What would they cut to pay for a tax cut in Nova Scotia?

April 18, 2006

In the runup to Rodney MacDonald's first budget, business lobby groups are pushing for more tax cuts.

The Canadian Federation of Independent Businesses (CFIB) has embarked on a campaign to improve the province’s "business climate" through tax reduction. The campaign’s message was echoed by three articles in the April 8 business section of The Chronicle Herald. In the articles, the CFIB, the Nova Scotia Chambers of Commerce, and business columnist Roger Taylor promote tax cuts as a means of supporting small businesses.

The campaign comes at a bit of an odd time, given that the business climate appears to be better that it has been in years. The province is experiencing a sustained period of economic growth. Business bankruptcies are at the lowest level in more than 15 years and have been steadily declining since they peaked in the mid-1990s. Jobs are being created and the provincial unemployment rate is lower than it has been in decades.

Less than a year ago, Halifax Chamber of Commerce president, Valerie Payn, in The Chronicle Herald’s Business Forum, responded to the question: "Is Nova Scotia competitive with the rest of the country?" She stated that, "If by competitive we mean from a business and financial perspective, the answer remains the same (we are competitive). We have a tax structure competitive with that of the rest of the country, and Halifax Regional Municipality’s cost-competitiveness is considered the best among mid-sized cities, according to a 2004 KPMG (an accounting firm) study."

The 2005 provincial budget already included tax cuts aimed at supporting businesses. The "small business tax threshold" was increased from $350,000 to $400,000, raising the point below which businesses are eligible for the lower, small-business tax rate. The large corporation tax rate was reduced from three per cent to 2.75 per cent and is scheduled to decrease to two per cent over the next two years. Nova Scotian taxpayers continue to receive federal income tax cuts implemented by the Martin government, and the new Harper government is planning a cut in the HST.

I suppose the initiative is not surprising, given that the Chambers of Commerce and the CFIB are business advocacy organizations – they are simply doing what they are designed to do: advocate on behalf of their members in the same way that unions and environmental organizations promote the interests of their members. The difference is that these business folks have clout with the provincial government. The Conservatives regularly make pre-budget announcements and other presentations to the Chambers of Commerce in the province. You don’t see finance ministers or the premier heading down to the union hall to present their plans for the economy.

A tax cut may be tempting for the new premier as he presents his first budget and considers a possible election. But the recent experience of the Hamm government suggests that Rodney MacDonald, and Nova Scotians, may want to be very careful before embarking on a tax cut agenda.

The Hamm government entered the last election promoting a 10 per cent income tax cut. In spite of the tax cuts and the $155 "election bribes" to taxpayers, the Hamm government was reduced to a minority. Within a year of implementing a 10 per cent income tax cut, the Hamm government reversed the cut because it was unaffordable.

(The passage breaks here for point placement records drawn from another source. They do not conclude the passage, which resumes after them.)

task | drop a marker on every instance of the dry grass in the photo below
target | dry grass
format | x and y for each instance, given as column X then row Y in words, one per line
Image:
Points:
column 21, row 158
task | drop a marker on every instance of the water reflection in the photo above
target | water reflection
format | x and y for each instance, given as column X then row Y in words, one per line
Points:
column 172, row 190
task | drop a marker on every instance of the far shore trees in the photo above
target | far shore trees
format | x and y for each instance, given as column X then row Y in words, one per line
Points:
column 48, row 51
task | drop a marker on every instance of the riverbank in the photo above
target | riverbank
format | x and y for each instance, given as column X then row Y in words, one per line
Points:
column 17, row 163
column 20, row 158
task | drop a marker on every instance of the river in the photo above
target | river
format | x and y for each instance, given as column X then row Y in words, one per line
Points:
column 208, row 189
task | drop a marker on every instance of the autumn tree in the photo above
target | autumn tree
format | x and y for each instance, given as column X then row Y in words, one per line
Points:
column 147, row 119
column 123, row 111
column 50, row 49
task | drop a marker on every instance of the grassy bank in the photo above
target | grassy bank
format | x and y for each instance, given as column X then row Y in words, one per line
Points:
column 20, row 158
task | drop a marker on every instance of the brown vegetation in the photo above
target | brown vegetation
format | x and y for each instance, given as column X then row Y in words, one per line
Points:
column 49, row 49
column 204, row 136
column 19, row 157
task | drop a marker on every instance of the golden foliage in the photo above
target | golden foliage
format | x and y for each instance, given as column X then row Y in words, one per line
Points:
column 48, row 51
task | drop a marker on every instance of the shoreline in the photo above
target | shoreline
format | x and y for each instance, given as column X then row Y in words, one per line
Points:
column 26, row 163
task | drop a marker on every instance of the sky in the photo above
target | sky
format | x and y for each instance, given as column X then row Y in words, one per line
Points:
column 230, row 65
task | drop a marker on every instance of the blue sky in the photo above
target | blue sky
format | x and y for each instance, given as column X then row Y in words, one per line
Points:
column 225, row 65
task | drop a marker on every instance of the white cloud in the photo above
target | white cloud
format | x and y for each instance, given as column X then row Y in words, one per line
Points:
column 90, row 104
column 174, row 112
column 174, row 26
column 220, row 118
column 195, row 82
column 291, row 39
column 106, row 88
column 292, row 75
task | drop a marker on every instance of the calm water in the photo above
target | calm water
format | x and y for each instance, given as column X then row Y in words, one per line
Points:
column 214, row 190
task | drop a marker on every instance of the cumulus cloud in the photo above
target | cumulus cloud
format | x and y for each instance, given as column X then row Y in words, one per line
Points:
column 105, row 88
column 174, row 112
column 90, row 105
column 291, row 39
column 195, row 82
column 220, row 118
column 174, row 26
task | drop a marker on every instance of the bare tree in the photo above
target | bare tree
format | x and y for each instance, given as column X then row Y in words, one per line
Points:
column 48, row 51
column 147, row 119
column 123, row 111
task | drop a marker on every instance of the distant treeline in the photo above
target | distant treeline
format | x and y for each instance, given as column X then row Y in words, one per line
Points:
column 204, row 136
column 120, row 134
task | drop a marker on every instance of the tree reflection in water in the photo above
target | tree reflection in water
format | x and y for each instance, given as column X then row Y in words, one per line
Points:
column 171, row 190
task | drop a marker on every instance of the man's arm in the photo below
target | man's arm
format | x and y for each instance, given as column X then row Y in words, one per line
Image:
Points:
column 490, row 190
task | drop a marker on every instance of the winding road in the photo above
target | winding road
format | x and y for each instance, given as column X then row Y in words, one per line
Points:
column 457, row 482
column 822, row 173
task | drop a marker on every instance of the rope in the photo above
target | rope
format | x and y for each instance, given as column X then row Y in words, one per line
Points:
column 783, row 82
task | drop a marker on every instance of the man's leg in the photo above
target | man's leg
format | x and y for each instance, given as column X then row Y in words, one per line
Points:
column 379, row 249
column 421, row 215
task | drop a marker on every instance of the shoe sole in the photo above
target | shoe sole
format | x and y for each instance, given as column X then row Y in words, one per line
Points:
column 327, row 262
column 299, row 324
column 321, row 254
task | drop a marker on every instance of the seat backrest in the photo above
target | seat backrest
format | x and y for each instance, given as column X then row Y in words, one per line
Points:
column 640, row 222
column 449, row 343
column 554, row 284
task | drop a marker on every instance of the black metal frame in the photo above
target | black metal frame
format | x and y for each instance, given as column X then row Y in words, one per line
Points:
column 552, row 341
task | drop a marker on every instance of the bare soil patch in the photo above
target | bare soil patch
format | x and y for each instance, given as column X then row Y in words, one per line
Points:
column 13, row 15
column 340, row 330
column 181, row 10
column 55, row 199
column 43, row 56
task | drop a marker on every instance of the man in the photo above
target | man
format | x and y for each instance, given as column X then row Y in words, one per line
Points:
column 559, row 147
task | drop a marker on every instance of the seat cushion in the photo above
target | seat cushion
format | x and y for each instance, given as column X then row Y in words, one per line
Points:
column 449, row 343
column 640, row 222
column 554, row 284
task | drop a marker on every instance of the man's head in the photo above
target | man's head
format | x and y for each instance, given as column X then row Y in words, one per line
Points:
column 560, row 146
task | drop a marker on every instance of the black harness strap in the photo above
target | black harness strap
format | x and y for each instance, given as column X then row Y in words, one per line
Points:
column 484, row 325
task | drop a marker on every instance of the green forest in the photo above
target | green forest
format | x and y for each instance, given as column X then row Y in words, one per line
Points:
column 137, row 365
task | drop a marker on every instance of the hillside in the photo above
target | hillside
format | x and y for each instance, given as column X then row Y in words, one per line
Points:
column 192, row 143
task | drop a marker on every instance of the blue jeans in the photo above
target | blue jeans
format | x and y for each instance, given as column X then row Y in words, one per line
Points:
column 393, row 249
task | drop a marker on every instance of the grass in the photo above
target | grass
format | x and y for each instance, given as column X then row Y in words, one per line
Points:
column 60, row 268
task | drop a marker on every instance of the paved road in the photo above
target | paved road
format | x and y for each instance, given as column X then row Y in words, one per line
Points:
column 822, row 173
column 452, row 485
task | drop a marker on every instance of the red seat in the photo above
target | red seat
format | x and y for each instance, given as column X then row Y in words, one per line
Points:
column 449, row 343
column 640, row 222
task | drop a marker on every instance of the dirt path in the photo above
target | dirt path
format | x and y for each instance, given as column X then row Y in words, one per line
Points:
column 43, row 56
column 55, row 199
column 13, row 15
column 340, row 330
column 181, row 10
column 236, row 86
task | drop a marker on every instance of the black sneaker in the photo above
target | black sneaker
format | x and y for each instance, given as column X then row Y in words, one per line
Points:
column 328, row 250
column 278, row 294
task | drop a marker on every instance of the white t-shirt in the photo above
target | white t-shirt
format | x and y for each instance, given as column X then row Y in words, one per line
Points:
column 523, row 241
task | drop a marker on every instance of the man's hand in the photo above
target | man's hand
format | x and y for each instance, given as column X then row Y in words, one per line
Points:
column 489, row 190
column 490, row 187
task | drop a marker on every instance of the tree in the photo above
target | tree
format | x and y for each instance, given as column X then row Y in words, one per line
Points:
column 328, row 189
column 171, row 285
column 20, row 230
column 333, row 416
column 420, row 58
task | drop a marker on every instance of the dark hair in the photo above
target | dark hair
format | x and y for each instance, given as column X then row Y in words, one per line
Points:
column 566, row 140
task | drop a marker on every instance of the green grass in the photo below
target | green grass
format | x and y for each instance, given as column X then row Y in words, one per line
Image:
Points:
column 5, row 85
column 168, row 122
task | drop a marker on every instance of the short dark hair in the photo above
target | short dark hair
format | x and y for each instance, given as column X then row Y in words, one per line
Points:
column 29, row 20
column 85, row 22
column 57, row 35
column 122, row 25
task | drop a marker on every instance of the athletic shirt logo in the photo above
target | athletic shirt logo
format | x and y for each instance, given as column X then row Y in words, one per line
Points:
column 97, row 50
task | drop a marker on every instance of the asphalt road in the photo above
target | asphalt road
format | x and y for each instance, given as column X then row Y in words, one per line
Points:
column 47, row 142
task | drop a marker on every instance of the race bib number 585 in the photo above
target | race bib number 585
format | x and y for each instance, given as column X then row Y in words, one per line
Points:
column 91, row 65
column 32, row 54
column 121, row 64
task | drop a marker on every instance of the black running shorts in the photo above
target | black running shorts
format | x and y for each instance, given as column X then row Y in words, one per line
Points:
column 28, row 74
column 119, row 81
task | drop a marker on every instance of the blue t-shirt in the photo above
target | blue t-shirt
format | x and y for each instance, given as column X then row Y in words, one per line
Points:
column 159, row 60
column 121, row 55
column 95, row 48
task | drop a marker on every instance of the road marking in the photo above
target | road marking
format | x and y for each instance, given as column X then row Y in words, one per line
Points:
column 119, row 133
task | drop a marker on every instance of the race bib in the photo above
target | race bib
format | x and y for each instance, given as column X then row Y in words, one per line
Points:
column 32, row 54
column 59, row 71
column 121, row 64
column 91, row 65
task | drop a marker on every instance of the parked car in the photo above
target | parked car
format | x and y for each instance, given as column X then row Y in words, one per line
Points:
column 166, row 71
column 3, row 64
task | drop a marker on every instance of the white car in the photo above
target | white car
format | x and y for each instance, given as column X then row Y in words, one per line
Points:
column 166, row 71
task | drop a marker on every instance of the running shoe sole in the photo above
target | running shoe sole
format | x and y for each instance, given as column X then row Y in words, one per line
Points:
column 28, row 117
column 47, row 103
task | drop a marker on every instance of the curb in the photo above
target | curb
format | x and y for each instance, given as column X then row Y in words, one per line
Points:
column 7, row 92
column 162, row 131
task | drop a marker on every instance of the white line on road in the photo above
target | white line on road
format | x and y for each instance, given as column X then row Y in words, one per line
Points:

And herein lies the fundamental problem that business lobby groups and all Nova Scotians need to consider: tax cuts come at a price that the province can ill afford.

In spite of the improved economic conditions, the province’s finance minister still faces two formidable challenges. For eight of the past 10 years, governments in Nova Scotia have consistently invested the least (per capita) of all provinces in programs and infrastructure to support citizens, communities and the economy. In spite of this, the province still has the second highest provincial debt in the country.

We have been putting off investments in, for example, post-secondary education, supports to low-income households, more sustainable energy production and consumption, and transportation infrastructure.

The biggest challenge for the MacDonald government is how to provide needed investments in programs and infrastructure, while managing its debt. Tax cuts decrease the government’s revenue and its ability to provide the services that support households, communities and businesses – services that make the province a desirable place to live, work and invest.

The Nova Scotia Chambers of Commerce recognizes the need for increased spending, stating that the province needs to invest significantly in road construction. At the same time, it is promoting tax cuts, which undermine the government’s ability to invest in roads.

There may be an argument for reforming taxation through a cut in a specific tax, but for the foreseeable future, any such cuts need to be balanced by a corresponding revenue increase in another area, so that the overall impact on government revenue capacity is neutral.

Given the province’s tight finances, business lobby groups need to state where the funds would come from to support the tax cuts they are proposing. Should services be cut and, if so, which? Are they advocating that we not increase investments in child care or income assistance for low-income households? Are they suggesting that programs that support the development of highways and other infrastructure be curtailed? Should less funding be allocated to support economic development programs such as NS Business Inc? Are they suggesting that the corporate tax cuts be cancelled or that user fees increase? Or, are they suggesting that the province run a deficit?

John Jacobs is director of the Nova Scotia office of the Canadian Centre for Policy Alternatives (www.policyalternatives.ca), an independent public policy research institute. A version of this article was published in the Chronicle Herald.